Tarantino presumably became fascinated by the Mansons over the past four years while he was researching the ’70s for a possible documentary. That doesn’t mean we can expect documentary verisimilitude from this movie. Tarantino has always been a daring form-buster, whether locking characters into a single room to see what combusts (“The Hateful Eight”), using four languages in “Inglourious Basterds,” or throwing out narrative conventions with chapters, radical changes in style inside a movie, or various voiceover cues from unexpected sources. If he wants to pay homage to ’70s movies, bring it on.

The other possibility is that Tarantino wants to get serious. The filmmaker craves respect and admiration, but his love for exploitation cinema hasn’t exactly enhanced his clout as a prestige director; in many ways, his brand is still associated with the early nineties efforts that put him on the map.

In any case, it seems likely that he has found a promising angle on the material, or else he wouldn’t bother. “I go where the character and scenario takes me,” he once told me. “With ‘Kill Bill,’ I started to write a female martial-arts revenge movie, but that’s not what came out. With ‘Reservoir Dogs,’ I wanted to write the best heist film ever and you never saw the heist. With ‘Inglourious Basterds,’ I enjoy the war-mission subgenre but I want to forward it, make it bigger, broader, more artistic.”

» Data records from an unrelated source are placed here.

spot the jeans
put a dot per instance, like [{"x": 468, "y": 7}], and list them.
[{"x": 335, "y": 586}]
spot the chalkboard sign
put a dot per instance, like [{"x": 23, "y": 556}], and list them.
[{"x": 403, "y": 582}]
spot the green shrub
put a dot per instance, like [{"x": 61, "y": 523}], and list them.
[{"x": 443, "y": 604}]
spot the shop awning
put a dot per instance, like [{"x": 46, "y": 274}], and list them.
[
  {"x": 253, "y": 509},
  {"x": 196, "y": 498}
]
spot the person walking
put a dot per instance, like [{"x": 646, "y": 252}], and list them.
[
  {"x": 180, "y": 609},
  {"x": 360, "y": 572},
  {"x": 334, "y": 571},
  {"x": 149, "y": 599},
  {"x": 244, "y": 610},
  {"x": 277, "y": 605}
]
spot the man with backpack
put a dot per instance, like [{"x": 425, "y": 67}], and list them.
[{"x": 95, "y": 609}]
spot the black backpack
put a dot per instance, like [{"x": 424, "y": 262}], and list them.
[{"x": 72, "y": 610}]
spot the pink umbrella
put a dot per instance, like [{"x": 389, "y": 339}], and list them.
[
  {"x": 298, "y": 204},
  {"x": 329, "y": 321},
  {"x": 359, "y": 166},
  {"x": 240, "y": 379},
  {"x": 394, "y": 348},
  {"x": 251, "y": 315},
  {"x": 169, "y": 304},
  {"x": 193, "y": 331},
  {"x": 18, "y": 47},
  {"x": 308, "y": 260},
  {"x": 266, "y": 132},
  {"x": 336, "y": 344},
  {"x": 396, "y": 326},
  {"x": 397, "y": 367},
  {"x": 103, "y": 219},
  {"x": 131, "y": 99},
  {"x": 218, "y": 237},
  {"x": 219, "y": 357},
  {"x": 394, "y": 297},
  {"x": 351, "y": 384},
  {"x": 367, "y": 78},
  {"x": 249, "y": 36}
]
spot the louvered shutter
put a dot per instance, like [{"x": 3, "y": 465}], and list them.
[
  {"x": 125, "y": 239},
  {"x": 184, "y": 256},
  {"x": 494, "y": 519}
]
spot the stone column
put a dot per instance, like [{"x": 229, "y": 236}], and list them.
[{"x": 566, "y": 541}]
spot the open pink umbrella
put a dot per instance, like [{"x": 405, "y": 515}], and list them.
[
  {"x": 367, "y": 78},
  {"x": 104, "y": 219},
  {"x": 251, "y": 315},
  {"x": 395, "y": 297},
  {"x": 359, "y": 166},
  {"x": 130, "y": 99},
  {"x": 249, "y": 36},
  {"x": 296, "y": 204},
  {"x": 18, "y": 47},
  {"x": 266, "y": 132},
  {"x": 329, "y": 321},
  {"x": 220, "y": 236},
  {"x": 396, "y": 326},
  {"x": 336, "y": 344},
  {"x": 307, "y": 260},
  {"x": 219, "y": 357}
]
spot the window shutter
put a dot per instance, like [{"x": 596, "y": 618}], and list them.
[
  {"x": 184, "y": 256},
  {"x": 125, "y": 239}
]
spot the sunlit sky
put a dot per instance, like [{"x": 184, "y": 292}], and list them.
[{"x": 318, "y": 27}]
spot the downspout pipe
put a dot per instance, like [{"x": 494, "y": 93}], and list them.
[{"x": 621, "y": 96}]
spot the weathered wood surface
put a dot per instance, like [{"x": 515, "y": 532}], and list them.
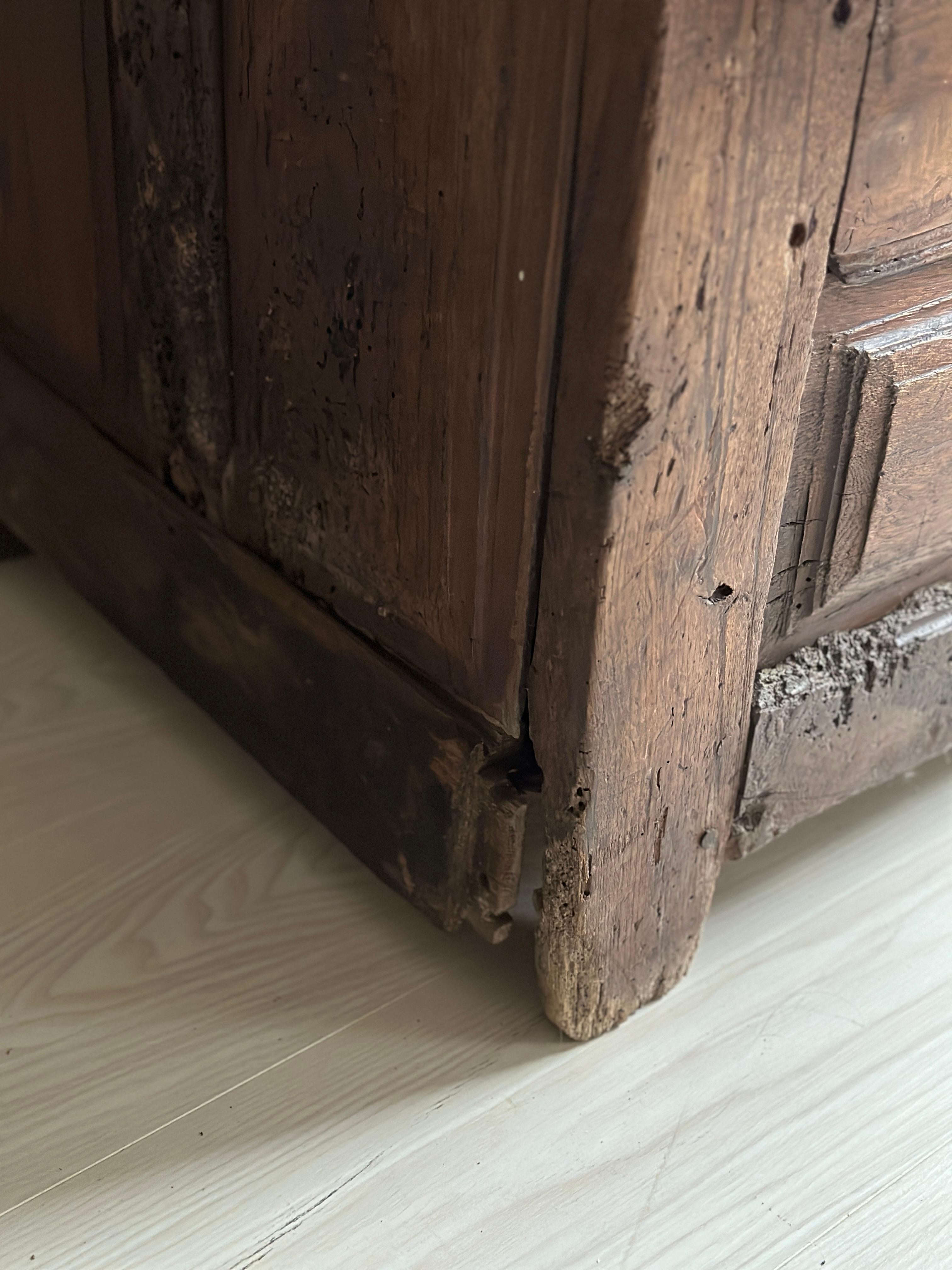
[
  {"x": 226, "y": 1043},
  {"x": 48, "y": 205},
  {"x": 408, "y": 784},
  {"x": 169, "y": 150},
  {"x": 865, "y": 518},
  {"x": 846, "y": 713},
  {"x": 398, "y": 192},
  {"x": 711, "y": 158},
  {"x": 898, "y": 201}
]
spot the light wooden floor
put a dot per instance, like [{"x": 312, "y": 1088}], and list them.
[{"x": 224, "y": 1043}]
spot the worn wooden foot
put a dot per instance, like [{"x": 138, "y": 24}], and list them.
[{"x": 710, "y": 159}]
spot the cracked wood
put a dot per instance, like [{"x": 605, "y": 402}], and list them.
[{"x": 714, "y": 145}]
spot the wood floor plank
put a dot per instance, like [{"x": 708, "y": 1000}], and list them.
[
  {"x": 172, "y": 923},
  {"x": 802, "y": 1062},
  {"x": 909, "y": 1223}
]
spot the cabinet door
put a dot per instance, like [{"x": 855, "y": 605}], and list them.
[
  {"x": 856, "y": 680},
  {"x": 869, "y": 510}
]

Inevitably, ’70s movies and music will be part of the fabric of whatever this film turns out to be. (Brad Pitt, Jennifer Lawrence and Margot Robbie are being floated as potential cast members.) Tarantino had asked Ennio Morricone to score his next film, as well — assuming he goes ahead and makes the movie, which the Weinsteins were reportedly just about to shop to potential partners. If Tarantino lands big names for his cast, he’ll be able to go off the beaten path with the aid of a bigger budget — and he’s one of only a few working filmmakers who never compromises, no matter what’s at stake.